# looking for service manual in a cub cadet LT1046



## 2men&atrailer (Mar 22, 2011)

i was just asked to revive a cub cadet LT1046

the engine will not start and the mower will not keep that belts on

i will report more problems as i find them

thanks for the help

i love this place with the edit back


----------



## 2men&atrailer (Mar 22, 2011)

i found a manual

anybody have an idea why the belts wouldn't stay on the Deck


----------



## dehrhardt (Apr 1, 2009)

I would:
1. Check the belt guards. Verify with the manual which pulleys should have them and that they are in place.
2. Check the pulley that tensions the belt.
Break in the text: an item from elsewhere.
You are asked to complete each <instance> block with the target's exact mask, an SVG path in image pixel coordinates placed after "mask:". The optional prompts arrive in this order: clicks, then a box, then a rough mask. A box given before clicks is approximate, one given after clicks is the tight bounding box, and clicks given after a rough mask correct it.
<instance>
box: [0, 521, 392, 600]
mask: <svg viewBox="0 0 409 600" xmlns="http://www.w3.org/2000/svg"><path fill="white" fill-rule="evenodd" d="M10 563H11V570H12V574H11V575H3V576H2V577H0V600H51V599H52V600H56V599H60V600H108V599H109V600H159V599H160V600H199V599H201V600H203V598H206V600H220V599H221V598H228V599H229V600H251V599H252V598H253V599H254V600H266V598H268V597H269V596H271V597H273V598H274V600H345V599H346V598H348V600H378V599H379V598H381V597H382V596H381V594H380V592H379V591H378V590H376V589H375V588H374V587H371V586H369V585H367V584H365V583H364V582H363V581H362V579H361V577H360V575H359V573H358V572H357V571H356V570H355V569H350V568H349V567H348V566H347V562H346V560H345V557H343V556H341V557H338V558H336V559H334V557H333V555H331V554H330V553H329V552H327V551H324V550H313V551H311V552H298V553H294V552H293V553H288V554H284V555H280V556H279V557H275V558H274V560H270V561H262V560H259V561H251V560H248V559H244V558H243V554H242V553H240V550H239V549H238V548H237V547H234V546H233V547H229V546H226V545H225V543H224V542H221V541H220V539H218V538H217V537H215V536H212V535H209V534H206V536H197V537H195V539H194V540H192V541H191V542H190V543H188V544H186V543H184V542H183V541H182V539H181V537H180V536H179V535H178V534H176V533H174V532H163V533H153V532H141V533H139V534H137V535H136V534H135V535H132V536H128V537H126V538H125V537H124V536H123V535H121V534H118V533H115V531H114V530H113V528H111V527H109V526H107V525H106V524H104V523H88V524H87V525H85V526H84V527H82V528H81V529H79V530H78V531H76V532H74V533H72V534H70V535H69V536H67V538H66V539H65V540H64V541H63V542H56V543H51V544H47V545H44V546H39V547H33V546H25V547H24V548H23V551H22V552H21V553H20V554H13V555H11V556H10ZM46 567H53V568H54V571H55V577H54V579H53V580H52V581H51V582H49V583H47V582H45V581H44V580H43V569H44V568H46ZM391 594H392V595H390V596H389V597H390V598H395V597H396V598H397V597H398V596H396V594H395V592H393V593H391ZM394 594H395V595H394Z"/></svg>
Is the spring OK? Is the bracket it is attached to free to move?
3. Make sure that all the spindles are properly lubricated and are not binding
4. Make sure that the belt is routed correctly.
5. As you are doing your inspection, look to see if any of the parts seem to be worn out.


----------



## 2men&atrailer (Mar 22, 2011)

this unit has a Kohler motor on it and the unit is showing 127 hours on the clock but has been in service for 5 known season before it was parked for 2 seasons

is there anything i need to do like adjust the valves or any other know things like that i should do before i put this mower in service for at least half the season

still working on the belt problem

but motor is running well after a carb super clean

thanks for everything

i love this place :wave:


----------



## 2men&atrailer (Mar 22, 2011)

*more info*

ok the engine is a Kohler e11 cv23s build date 2/23/05

do i need ot look a lashing the valves in this motor before i but in major service

and the deck belt will not stay on and i have looked at the belt ideler and the spring and the tention is so strong that i almost cant turn the entire deck
i have looked across the pullies but i see nothing out of line and all of the blades turn

i am starting to run out of ideas on a fix 

i love this place:wave:


----------



## dehrhardt (Apr 1, 2009)

The Kohler Command engine you have has hydraulic lifters so lash doesn't need adjusted. Also, there were some problems with Deck Belts with the 1046lt. They were specific to a certain serial range. You should contact a Cub Dealer with the serial no. to find if it was one of the affected machines, and what the fix is. Many were repaired under warranty.


----------